On Tuesday, as the country waited for House Speaker Nancy Pelosi to announce a formal impeachment investigation into President Donald Trump, Facebook’s vice president of global affairs and communications, Nick Clegg — the deputy prime minister of the United Kingdom from 2010 to 2015 — took to the stage at the Atlantic Festival in Washington, DC, to clarify how the platform handles elected officials: hands off.
In his remarks, Clegg said that Facebook will continue to exempt politicians from third-party fact-checking and allow them to post content that would otherwise be against community guidelines for normal users.
“I want to be really clear today — we do not submit speech by politicians to our independent fact-checkers, and we generally allow it on the platform even when it would otherwise breach our normal content rules,” Clegg said. “Of course, there are exceptions. Broadly speaking they are twofold: where speech endangers people and where we take money, which is why we have more stringent rules on advertising than we do for ordinary speech and rhetoric.”
The policy exempting politicians from fact-checking has been in practice since last year. As it’s written, it applies to politicians at the executive, national, and regional levels, including those running for office. It seems clearly designed to prevent Facebook from making content moderation decisions that put it at the heart of the presidential campaign in 2020 — and taking all kinds of heat from all sides for doing so. But, as the United States enters a historically tumultuous political moment, Clegg’s announcement caused as much confusion as it was designed to quell.

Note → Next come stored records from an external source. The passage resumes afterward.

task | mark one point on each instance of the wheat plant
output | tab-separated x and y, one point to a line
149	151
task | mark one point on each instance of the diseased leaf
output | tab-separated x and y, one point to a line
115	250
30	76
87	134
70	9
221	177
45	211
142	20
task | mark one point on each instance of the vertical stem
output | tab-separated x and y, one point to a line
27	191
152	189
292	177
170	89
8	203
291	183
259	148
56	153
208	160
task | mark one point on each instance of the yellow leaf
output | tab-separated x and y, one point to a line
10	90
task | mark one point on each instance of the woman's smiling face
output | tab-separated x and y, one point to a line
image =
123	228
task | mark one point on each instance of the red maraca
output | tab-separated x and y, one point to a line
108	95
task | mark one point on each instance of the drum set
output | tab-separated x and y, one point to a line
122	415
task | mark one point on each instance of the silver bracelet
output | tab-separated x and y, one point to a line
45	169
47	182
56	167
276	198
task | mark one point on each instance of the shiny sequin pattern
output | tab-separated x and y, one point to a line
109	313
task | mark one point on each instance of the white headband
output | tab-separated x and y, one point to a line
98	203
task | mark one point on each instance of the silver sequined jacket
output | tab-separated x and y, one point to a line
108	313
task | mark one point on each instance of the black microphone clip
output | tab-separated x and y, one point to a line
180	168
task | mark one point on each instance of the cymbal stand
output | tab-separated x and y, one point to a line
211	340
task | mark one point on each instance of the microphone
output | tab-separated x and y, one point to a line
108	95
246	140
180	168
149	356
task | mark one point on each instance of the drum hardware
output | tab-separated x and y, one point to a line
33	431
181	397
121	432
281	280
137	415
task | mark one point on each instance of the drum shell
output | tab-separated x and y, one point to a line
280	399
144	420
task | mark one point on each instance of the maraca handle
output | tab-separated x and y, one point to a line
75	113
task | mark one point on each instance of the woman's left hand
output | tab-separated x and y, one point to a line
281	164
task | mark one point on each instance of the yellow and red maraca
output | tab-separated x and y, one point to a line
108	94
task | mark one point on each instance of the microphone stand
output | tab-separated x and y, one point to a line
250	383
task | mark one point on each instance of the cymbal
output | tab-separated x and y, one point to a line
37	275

“I still don't really understand what the policy is and what implications it has for the campaigns that I work with,” Republican digital strategist Eric Wilson told BuzzFeed News. “It's just clear to me that they're lurching from crisis to crisis, and it doesn't seem like they have a firm grasp on getting this under control in time for 2020.”
A key concern among those contacted by BuzzFeed News was uncertainty over exactly whom the policy applied to. How would Facebook enforce its definition of a “politician"?
“This policy brings up more questions than it answers,” misinformation researcher Renee DiResta told BuzzFeed News. “The company needs to clarify what they mean by ‘politician.’ Is any edgelord who files papers to run for dogcatcher now a ‘politician,’ or is there some standard?”
A Facebook spokesperson declined to comment.
Chloe Colliver, a lead digital researcher at the Institute for Strategic Dialogue in London, told BuzzFeed News that exempting politicians from fact-checking Facebook opens up a hole in information integrity on the platform that President Trump could exploit during an impeachment fight.
“We have seen a wave of far-right politicians speedily rise into positions of influence within governments across Europe and the world, riding in part on the back of communications platforms that enable them to promote hateful and divisive content at a whole new scale, speed, and with intensive targeting capabilities,” Colliver said. “Facebook's third-party fact-checkers should be given the scope to fact-check all content equally, no matter the source of that content or claim.”
“Facebook is damned if they do damned if they don't, in this area, as in so many others.”
It isn’t just in the US that this wave has crested, but around the world. In the Philippines, Rodrigo Duterte weaponized rumors, fearmongering, and hate on the platform on his way to the presidency, as revealed by BuzzFeed News last year.
But for Facebook, a hands-off approach to politicians' speech has benefits, allowing it to sidestep a tug-of-war between political parties asking it to censor the other side.
“Facebook is damned if they do, damned if they don't, in this area, as in so many others,” Stanford Law Professor Nathaniel Persily told BuzzFeed News. “If they were to start broadly censoring the president of the United States, you can imagine what the moves would be to regulate them and break them up. We already saw it with Google, where the president accused them of trying to tilt search results. That's just the dangers that these companies face right now.”
On Wednesday, YouTube CEO Susan Wojcicki made a similar announcement at the Atlantic Festival, saying that YouTube would allow politicians to break community guidelines.
"When you have a political officer that is making information this is really important for their constituents to see, or for other global leaders to see, that is content that we would leave up because we think it's important for other people to see," Wojcicki said.
Adding to the confusion around Clegg’s speech is that he wasn’t actually outlining one policy, but two. In a muddled way, Clegg also detailed Facebook’s policy around “newsworthy" content, which applies to all users. If the site deemed something newsworthy, it will not be removed from the platform.
“To use tennis as an analogy, our job is to make sure the court is ready — the surface is flat, the lines painted, the net at the correct height,” Clegg said. “But we don’t pick up a racket and start playing. How the players play the game is up to them, not us.”
And as of Wednesday morning, President Trump’s official Facebook page was charging the net, writing in one post, “Democrats wrote to the Ukrainian government in May 2018 urging it to continue investigations into President Donald Trump’s alleged collusion with Russia in the 2016 presidential campaign — collusion later found NOT TO EXIST.”